June18
So, I’m participating in the Clarion West Write-a-thon. This organization is a huge part of my life, and I’d like to give as much as I possibly can back to it. One of the ways I can do that comes through the annual Write-a-thon, which occurs during the workshop itself. While those brave souls are out weathering the writing storm, I’m cowering within my office, trying to concoct the best works I know to write. Since today was the first official day of the Write-a-thon (and yesterday the first unofficial day), I’m posting the words I wrote here. This is an unedited excerpt from my work-in-progress, “Throwaways,” a young adult novel that has been eating away at me for the better part of a year. If you’d like to sponsor me, you can do so by visiting my Write-a-thon page here.
And there is a power that holds, that sways her to do as it suggests, that makes her sit when it says to sit, to beg when it says to beg. She always follows, even when it burns, the words that say “yes, please” a catch on her throat, acid that eats through everything she might have been, might have seen. But she doesn’t know how to do those things anymore, to follow the man when he says he’s to be obeyed, to be honored and trusted and acknowledged as the one who truly knows.

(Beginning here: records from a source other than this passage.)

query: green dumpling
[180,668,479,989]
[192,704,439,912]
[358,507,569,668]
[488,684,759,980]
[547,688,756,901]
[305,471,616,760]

Who is it that she follows? She tries to see the world through his eyes, tries to look beyond the quivering acquiescence that rattles through her, even when she tries to shake it off. All the edges blur into a prism of the not-right, of the mistaken. She sees fire, a haze of black that clouds and suffocates, a billowing breeze that swells into her throat and shakes her lungs into spasms of yes and no, before it spits her out into a mess of blood, a red river that drips thick drops into broken ditches bursting with dead things like crawfish, drowned grasshoppers, spiders and, somehow, even snakes.
“They’re not ours,” he says, quiet, in her ear.
She whirls, but he’s not there. Of course not. A shadow in her mind, he waits for her to break. How he bridges the walls, she doesn’t fathom. “They made a choice.”
“Like I get one,” she says, ready to crush the bugs showing her up, exposing her weaknesses. She just followed, as usual, and look where that got her? She glances at her wrist, veins blue against paper skin.
“You know your answer was already written.” Though she can’t see it, she can hear the voice sneer, a reminder. No control, remember? You were destined to take my place, it says. To give me back the power you found through the ever-lasting loophole.
A lump pushes back at her when she tries to swallow, to ignore the stupid reminder. Every day, the annoying pest that says, “you were built for this.”
“There’s nothing I was built for,” she tries to say, but the words just sicken her, a swirl of rotted thoughts she can’t control.